KA: When should we photograph the fall colors?
JS: “Fall colors move around a little bit each year, but late September you can count on them hitting their peak. Plus, right around then, there may be crisp white snow on the peaks. I recommend Castle Creek Valley. There’s an old ghost town called Ashcroft and you can get abandoned mining buildings with colors and fresh snow.”
KA: Favorite thing to photograph?
JS: “A powder day. It’s so fun to get out there with great riders and a few inches of snow. That blanket of untouched white snow, having your friends carve through it, throwing it up in the air, hooting and hollering. The pictures look beautiful, but they don’t do justice to how much fun people are having out there on those days.”
KA: What’s your favorite photo you’ve ever taken?
JS: “Once I spent the night at headquarters on the tip top of Aspen Highlands in the fall. We drove up the maintenance road, up to the patrol so we could be in place at sunrise.
While the picture is special, the memory is more. Sleeping on the floor, waking up early so we could be in place.
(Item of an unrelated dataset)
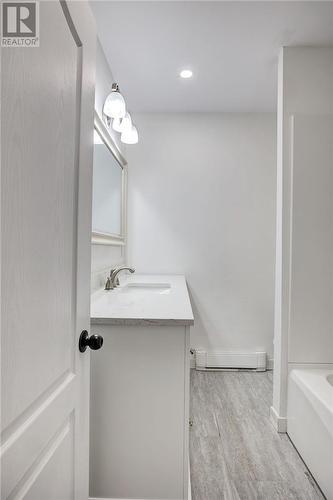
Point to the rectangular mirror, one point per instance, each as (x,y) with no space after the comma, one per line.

The sun rising, crazy colors in the clouds, yellow leaves in the valley.”
KA: Any last tips for us aspiring photographers?
JS: “People worry too much about their equipment, but you can get great pics with your camera phone, a point and shoot, anything in your pocket. Sharing the memories is the most important, so use what you’ve got- don’t worry about flipping your iPhone out.
“The best camera in the world is the one you have with you.”
I can get on board with that. Hopefully, this helped you plan your photo sessions during your next trip to Aspen.